This project is designed to create a structured dataset by crawling movie-related information from a Persian website containing a comprehensive movie data. The main tool used in this project is scrapy
. Utilizing two primary scripts, crawl_urls.py
and crawl_movies.py
, the crafted dataset comprises approximately 15,000 movie entries.
This script is responsible for crawling URLs that direct to individual movie pages. It should be run first to gather the necessary links for the subsequent movie data extraction process.
After collecting movie page URLs with crawl_urls.py
, you can then run crawl_movies.py
to crawl detailed information about the movies. This script delves into each URL and extracts the relevant movie data to construct the dataset.
You can do this is well.

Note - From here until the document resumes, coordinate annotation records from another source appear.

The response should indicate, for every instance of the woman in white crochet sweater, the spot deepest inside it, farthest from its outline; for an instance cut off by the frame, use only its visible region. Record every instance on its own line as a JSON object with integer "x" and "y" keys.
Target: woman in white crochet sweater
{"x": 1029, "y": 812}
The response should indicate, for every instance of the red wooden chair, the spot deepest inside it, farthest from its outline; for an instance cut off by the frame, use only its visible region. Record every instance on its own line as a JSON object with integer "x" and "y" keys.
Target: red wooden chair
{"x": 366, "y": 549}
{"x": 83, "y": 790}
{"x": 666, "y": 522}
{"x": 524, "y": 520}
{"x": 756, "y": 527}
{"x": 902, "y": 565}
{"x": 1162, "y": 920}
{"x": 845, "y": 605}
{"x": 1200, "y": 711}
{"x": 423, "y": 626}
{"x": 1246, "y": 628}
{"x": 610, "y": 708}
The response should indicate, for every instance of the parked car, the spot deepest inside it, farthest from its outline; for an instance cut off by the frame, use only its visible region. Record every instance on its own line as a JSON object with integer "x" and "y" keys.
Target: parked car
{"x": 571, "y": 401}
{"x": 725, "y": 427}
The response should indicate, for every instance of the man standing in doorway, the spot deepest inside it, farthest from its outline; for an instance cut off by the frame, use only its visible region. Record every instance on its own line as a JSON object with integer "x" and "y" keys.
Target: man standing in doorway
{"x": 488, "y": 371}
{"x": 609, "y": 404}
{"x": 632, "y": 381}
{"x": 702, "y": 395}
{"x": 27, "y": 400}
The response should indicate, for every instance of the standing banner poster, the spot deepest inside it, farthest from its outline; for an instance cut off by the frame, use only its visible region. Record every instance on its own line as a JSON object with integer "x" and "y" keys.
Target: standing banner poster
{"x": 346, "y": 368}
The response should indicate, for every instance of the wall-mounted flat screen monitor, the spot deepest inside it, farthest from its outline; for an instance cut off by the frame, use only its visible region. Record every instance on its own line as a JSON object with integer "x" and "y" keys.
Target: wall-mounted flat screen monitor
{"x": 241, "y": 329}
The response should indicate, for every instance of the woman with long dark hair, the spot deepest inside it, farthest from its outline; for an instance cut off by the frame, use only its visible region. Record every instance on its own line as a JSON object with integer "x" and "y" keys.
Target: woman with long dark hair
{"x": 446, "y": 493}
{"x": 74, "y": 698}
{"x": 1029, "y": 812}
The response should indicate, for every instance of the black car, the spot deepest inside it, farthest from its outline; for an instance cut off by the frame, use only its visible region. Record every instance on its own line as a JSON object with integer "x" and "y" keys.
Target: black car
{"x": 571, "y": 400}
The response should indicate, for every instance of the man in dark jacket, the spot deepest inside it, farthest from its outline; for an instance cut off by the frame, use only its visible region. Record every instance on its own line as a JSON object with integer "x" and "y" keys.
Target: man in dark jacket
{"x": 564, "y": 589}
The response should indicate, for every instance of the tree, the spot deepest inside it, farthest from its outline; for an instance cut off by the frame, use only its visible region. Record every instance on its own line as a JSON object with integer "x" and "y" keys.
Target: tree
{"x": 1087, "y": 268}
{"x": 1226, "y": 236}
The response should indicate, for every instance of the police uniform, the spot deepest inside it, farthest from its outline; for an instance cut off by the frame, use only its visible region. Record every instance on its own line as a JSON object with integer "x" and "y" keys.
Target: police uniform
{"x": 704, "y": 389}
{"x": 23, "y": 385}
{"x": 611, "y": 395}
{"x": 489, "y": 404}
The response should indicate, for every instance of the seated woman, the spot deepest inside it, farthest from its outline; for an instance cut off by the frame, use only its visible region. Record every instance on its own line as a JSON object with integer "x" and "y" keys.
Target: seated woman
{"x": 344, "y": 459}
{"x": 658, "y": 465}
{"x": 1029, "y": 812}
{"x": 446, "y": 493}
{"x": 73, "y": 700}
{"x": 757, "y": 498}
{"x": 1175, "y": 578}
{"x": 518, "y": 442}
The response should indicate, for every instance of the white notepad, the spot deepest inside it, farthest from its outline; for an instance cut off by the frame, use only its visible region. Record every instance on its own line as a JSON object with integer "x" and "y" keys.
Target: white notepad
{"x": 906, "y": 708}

Please refer to scrapy
documents to learn how to do so.
It took approximately ~20 minutes for crawling URLs, and ~35 minutes to crawl movie pages on my personal notebook, connected to Internet provided by an Iranian ISP. So you should be fine if you want to make adjustements and run the script.
- Improve Preprocessing: Refine data cleaning to enhance the quality of the dataset.
- Better Validation: Aim for stronger checks to ensure data quality.
- Database Consistency: Work on making the database entries more uniform.
- Add Movie Reviews: Include movie reviews and comments to enrich the dataset.
- Consider Other Sources: Look into additional websites for a wider range of data.
This project is licensed under the MIT License - see the LICENSE.md file for details.